March 23, 2025 @filescan_itsec report on https://www1[.]survey-smiles[.]com/bIlhWoeSp.js flags https://analytics[.]tiktok[.]com/i18n/pixel/events.js as an IOC. 🔗 filescan.io/uploads/67e0a4d0…

dnssense.com/post/dnssense-h… The article from DNSSense, published on November 12, 2023, and titled “DNSSense has discovered a new type of malicious domain that no other security vendor has yet detected,” delves into the company’s groundbreaking identification of a previously undetected variant of the “Survey-smiles[.]com” malware, a notorious threat that hijacks web browsers by redirecting users to “http://www1.survey-smiles[.]com/” whenever they use the address bar on a new webpage, persisting even with browser add-ons disabled.

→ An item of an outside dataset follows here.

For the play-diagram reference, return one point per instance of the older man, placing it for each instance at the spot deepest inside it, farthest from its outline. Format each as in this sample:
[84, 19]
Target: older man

While most security vendors can block the known Survey-smiles[.]com domain, DNSSense’s AI-powered tool, Cyber X-Ray, uncovered a new evolution of this attack linked to over 650,000 domains, distinguished by their ability to redirect users to varying addresses on each visit and return a “Status Code 400 (Bad Request Error)” with a “survey-smiles[.]com” endpoint when subjected to a HEAD request—traits that had evaded other detection systems. Cyber X-Ray’s innovative, association-based approach analyzes hundreds of security features across internet assets like domains, IPs, and SSL certificates to spot patterns of malicious behavior, setting it apart from traditional blacklist-reliant tools and enabling this unique discovery. The article also highlights a broader trend observed by Cyber X-Ray: a near-100% surge in malicious “[.]ru” (Russia) and “[.]ua” (Ukraine) domains over the prior three months, signaling a rising cyber threat landscape. DNSSense positions this finding as evidence of the limitations of conventional defenses against evolving threats, advocating for proactive, AI-driven solutions like theirs to bolster organizational cybersecurity. By detailing this case, the article not only warns of the adaptability of malware like Survey-smiles[.]com but also underscores DNSSense’s leadership in DNS security, suggesting that their technology fills critical gaps left by other vendors as of November 2023.